Clafoutis
Een heerlijk nagerecht is clafoutis, een soort hele dikke pannenkoek, erg lekker als hij nog een beetje warm is. Als je hem opensnijdt, lijkt hij een beetje op een gele roomtaart. Het gerecht komt uit de Limousin in Frankrijk. De Fransen eten de clafoutis voornamelijk als dessert, doe er dan een lekker bolletje ijs bij. De combinatie lauwwarme clafoutis en ijs is werkelijk geweldig. Om de clafoutis nog lekkerder te maken, kan je eventueel nog een scheutje armagnac aan het beslag kunnen toevoegen. Bon Appétit!

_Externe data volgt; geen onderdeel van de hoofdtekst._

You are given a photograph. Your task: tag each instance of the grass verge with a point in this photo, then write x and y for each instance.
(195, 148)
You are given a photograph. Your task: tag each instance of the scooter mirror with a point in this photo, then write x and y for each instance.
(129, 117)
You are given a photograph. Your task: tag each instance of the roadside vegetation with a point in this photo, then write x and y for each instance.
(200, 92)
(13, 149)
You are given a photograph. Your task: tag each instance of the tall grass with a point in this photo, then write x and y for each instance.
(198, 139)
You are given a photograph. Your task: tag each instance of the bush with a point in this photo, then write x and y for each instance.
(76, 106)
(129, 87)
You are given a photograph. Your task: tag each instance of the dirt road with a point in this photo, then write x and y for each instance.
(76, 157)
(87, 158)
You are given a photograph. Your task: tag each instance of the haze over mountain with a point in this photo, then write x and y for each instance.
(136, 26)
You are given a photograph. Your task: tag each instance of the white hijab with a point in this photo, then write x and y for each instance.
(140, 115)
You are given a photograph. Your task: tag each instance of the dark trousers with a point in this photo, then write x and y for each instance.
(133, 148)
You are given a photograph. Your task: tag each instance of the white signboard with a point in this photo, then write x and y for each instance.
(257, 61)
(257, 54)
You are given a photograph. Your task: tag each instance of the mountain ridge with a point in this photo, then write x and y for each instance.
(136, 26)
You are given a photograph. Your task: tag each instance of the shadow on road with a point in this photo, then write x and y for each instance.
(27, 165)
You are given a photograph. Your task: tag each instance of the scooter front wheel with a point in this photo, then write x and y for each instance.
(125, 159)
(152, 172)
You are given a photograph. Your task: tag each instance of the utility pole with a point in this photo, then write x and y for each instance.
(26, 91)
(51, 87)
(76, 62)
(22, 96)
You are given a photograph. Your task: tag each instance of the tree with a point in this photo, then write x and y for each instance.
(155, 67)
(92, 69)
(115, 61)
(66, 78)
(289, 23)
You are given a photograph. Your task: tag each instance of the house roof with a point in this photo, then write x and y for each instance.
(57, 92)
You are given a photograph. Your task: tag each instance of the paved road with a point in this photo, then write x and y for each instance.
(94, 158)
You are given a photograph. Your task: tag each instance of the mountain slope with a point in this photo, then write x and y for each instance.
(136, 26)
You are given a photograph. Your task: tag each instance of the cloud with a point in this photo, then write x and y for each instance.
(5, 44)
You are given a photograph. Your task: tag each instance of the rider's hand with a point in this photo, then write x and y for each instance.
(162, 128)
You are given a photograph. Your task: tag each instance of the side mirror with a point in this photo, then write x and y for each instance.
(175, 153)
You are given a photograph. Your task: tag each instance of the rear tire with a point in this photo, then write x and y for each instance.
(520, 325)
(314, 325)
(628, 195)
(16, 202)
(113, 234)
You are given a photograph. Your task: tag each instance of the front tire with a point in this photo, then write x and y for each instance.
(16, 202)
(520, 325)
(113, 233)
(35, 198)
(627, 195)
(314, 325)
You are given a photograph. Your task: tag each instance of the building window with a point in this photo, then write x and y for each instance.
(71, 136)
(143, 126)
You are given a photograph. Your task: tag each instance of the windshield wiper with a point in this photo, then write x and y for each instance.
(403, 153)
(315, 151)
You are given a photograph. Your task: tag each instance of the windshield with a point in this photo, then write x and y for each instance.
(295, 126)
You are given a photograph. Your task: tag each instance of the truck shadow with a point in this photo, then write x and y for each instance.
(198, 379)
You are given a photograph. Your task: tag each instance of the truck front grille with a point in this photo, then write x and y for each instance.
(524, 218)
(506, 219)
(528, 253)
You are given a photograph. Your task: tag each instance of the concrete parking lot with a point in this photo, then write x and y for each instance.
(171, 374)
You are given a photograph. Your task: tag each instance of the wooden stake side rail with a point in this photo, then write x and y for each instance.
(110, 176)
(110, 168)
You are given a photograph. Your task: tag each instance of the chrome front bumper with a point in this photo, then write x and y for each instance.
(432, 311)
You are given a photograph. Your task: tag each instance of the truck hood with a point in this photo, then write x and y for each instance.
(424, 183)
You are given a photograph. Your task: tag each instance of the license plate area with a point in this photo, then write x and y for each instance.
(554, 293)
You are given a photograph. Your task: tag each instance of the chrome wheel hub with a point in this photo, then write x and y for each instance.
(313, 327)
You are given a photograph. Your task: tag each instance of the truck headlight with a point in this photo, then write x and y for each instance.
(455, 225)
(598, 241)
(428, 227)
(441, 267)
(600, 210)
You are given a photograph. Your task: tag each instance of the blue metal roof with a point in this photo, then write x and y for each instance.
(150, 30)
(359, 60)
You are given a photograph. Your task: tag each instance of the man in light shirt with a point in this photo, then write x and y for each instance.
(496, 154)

Recept voor kersenclafoutis.
Was 450 gram kersen en ontsteel ze, ik laat de pitten zitten, maar je kan er voor kiezen de kersen te ontpitten. Beboter een quiche vorm met een opstaande rand van ongeveer 3 cm, geen springvorm want daar loopt het ‘beslag’ doorheen.
Bestrooi de vorm met wat suiker. Verwarm de oven voor op 200 graden en doe de kersen, goed uitgelekt, op bijvoorbeeld een schone theedoek, in de quiche vorm. Vermeng 70 gram bloem met 65 gram suiker, een snufje zout, wat citroenrasp en de merg van een vanillestokje met elkaar. Doe 200 ml melk erbij, 4 eieren en 3 eetlepels gesmolten boter.
Giet het beslag over de kersen. Bak de kersenclafoutis 15 minuten in de oven en draai dan de temperatuur naar 180 graden. Na ongeveer 30 minuten is de clafoutis gerezen en lichtbruin. Laat de clafoutis iets afkoelen en bestrooi hem dan met poedersuiker.